I can only offer anecdotes. Take them for what they are.
I have 2 coworkers with Teslas. A Model 3 LR (single motor), and a Model Y Performance.
They both claim, as of this minute on our group text thread, "around 40k" per set of shoes.
This is for a vehicle with 271hp, and a vehicle with 460hp. Surprising they they're even similar, but then again- the Y has 4 driven wheels, not 2. Expensive.
My Mustang does around 20k per set of shoes (rear only, fortunately)- you dual-motor people are learning what my sister did about her first AWD car :P
So far- seems like it performance a little better than my car of similar performance (my tires are sticky as hell- Toyo Proxes)
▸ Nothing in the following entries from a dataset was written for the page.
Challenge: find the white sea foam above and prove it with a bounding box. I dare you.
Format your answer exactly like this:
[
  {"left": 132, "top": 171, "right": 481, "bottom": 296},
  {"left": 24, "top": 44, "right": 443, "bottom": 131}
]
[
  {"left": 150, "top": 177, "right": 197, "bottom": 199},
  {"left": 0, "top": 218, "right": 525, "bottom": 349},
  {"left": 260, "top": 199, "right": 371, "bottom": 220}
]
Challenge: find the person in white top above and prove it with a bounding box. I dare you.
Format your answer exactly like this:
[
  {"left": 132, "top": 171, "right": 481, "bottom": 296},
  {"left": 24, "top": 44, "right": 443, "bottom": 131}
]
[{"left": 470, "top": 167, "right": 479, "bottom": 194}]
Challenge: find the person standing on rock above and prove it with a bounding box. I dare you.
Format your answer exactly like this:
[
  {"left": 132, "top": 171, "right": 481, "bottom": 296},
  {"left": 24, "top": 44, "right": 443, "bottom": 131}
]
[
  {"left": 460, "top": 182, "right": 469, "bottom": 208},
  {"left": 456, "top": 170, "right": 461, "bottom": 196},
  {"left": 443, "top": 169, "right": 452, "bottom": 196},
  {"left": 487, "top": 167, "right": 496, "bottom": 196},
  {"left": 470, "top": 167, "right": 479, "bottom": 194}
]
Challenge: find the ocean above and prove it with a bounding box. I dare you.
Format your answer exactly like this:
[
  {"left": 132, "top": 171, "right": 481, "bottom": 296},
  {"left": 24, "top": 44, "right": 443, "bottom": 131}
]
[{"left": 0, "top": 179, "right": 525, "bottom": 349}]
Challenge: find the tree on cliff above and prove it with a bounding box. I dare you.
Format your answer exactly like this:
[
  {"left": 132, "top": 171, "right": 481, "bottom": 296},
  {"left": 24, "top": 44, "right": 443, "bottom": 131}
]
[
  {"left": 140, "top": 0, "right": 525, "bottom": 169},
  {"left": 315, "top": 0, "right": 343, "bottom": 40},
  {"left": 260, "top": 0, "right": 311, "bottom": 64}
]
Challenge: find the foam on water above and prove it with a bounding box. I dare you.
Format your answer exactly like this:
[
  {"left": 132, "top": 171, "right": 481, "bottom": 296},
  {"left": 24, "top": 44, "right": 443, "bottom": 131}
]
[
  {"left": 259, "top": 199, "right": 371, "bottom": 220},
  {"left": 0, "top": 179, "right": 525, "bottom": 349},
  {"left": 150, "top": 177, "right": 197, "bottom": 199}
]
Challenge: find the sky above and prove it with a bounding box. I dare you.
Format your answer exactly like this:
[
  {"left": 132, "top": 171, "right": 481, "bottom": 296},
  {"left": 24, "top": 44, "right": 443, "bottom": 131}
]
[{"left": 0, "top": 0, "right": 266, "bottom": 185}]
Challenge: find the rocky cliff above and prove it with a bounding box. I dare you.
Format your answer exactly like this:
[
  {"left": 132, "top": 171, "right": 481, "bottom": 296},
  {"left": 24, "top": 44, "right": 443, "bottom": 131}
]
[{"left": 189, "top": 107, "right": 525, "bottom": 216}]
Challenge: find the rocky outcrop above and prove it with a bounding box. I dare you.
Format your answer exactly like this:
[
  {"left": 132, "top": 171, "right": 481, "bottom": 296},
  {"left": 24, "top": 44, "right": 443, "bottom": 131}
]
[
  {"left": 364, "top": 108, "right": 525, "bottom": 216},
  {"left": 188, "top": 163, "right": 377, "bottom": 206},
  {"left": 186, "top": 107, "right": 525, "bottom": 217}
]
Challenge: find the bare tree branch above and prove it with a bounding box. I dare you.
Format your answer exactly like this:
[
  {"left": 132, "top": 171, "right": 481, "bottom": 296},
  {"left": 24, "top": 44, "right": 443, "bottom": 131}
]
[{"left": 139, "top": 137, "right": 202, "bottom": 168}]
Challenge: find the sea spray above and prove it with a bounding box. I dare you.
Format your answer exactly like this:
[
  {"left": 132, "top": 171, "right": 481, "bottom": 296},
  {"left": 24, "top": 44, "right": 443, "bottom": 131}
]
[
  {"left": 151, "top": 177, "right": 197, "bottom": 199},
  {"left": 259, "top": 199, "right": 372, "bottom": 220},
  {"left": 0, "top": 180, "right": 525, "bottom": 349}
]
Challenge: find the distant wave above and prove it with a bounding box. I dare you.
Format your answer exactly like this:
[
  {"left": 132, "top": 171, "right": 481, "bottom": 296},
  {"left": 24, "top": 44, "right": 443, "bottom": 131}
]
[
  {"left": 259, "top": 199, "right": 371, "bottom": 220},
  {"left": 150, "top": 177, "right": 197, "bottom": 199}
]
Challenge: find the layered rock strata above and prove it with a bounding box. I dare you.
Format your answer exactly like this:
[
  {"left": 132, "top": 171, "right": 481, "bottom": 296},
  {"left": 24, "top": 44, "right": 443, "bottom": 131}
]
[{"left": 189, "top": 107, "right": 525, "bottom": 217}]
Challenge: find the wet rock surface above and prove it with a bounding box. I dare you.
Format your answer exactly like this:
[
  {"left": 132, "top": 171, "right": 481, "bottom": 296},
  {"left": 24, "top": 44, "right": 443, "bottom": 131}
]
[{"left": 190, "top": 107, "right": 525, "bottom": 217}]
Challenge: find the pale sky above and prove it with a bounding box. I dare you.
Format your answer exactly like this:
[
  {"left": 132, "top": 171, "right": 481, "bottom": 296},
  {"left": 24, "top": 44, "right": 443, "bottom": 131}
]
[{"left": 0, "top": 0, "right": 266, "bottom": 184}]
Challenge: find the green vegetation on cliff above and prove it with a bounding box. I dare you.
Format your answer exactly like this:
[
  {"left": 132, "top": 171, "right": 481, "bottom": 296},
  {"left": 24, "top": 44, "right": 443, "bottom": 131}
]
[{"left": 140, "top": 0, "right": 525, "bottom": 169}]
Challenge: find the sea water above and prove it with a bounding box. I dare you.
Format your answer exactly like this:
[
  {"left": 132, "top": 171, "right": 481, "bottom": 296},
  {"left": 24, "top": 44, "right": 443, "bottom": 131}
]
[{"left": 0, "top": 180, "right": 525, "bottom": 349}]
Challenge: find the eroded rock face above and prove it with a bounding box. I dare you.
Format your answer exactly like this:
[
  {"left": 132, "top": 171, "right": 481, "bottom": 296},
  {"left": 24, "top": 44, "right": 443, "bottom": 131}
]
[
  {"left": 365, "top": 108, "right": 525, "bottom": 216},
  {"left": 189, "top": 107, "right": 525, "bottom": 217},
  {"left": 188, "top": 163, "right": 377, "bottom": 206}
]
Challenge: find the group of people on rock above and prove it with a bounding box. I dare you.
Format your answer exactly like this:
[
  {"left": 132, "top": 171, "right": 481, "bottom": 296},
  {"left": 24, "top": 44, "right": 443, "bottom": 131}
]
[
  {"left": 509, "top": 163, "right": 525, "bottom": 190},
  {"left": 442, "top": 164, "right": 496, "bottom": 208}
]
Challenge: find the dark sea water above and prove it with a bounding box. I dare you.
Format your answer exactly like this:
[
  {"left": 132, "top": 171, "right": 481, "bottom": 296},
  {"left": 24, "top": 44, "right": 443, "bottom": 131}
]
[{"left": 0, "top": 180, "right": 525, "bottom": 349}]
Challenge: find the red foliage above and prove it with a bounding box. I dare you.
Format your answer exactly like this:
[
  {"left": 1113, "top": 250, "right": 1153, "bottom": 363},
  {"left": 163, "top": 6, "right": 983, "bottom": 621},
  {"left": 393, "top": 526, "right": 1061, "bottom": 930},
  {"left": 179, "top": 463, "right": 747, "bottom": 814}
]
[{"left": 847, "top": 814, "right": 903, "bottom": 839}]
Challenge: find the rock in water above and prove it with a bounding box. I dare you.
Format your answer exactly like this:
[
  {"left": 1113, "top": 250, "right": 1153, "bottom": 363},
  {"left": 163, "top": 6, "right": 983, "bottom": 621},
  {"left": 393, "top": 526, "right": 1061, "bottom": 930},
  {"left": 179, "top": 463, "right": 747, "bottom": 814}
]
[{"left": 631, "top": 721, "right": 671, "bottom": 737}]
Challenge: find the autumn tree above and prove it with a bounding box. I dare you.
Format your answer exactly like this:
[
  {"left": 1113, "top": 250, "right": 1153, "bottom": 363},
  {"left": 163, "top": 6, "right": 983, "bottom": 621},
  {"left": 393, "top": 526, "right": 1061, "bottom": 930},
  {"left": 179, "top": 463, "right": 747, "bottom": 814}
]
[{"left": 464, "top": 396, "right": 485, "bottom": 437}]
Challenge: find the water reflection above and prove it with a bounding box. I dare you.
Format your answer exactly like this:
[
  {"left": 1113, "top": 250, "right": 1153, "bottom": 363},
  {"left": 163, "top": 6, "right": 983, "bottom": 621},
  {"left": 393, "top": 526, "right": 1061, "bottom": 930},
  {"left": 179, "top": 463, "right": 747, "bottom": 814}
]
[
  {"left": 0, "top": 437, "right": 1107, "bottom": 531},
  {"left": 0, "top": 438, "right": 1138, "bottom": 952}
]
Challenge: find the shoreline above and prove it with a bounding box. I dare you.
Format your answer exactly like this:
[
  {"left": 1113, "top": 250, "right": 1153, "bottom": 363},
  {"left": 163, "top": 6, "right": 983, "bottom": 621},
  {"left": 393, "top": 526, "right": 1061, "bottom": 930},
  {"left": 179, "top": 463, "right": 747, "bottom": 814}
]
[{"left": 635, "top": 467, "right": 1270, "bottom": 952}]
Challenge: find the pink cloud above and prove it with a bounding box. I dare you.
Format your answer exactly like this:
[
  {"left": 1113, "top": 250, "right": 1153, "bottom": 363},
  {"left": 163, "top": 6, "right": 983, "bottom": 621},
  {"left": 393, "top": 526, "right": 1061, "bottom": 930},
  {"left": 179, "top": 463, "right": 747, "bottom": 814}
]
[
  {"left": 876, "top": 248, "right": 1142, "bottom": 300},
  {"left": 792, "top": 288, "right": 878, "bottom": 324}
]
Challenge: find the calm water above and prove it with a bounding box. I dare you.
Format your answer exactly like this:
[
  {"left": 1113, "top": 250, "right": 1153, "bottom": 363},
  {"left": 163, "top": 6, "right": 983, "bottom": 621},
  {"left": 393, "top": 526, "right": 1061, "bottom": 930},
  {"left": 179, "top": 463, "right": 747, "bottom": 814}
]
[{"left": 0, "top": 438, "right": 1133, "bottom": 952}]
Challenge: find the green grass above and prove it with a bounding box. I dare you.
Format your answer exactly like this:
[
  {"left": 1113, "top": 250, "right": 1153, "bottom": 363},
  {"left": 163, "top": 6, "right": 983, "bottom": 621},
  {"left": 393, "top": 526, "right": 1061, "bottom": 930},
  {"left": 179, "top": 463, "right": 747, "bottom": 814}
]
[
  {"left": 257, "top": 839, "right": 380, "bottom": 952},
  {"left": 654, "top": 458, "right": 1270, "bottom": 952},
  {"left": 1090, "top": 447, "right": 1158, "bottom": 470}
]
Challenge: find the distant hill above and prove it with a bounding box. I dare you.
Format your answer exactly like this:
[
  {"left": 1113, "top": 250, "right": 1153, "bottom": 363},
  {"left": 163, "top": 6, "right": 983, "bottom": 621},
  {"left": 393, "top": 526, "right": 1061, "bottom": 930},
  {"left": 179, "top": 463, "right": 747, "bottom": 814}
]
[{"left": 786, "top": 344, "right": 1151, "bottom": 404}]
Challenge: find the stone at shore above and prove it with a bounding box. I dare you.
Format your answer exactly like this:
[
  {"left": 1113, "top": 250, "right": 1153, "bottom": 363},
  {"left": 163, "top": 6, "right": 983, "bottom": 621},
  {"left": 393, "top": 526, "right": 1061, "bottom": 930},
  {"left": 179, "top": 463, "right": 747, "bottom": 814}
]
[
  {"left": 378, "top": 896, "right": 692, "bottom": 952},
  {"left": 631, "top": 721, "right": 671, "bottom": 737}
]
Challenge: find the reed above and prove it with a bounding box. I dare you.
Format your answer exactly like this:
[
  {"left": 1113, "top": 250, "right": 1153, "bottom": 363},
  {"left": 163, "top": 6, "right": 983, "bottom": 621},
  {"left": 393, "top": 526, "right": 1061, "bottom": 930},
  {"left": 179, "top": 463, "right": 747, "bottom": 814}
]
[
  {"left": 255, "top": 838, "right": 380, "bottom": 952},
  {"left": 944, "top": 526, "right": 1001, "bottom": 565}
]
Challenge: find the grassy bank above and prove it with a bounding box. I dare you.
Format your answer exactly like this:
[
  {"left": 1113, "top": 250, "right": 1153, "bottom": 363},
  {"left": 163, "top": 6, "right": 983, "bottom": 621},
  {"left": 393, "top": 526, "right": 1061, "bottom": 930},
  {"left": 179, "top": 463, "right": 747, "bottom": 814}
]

Now what I will grant you, is that my Ford Probe when I was 18 went like 80k miles on a set of tires.
Then again, it had like 110hp and weighed like 2800lbs. Aggressive motions (rapid start and stop) are what eat tires. I think Tesla drivers sometimes forget that they're driving performance cars.
EVs practically beg you for hard starts.
Cars don't use up tires like the 2500lb things we had in the 90s.
The fact is, EVs do not weigh more than teh average American vehicle. That doesn't mean they don't weigh more than teh average vehicle you yourself owned.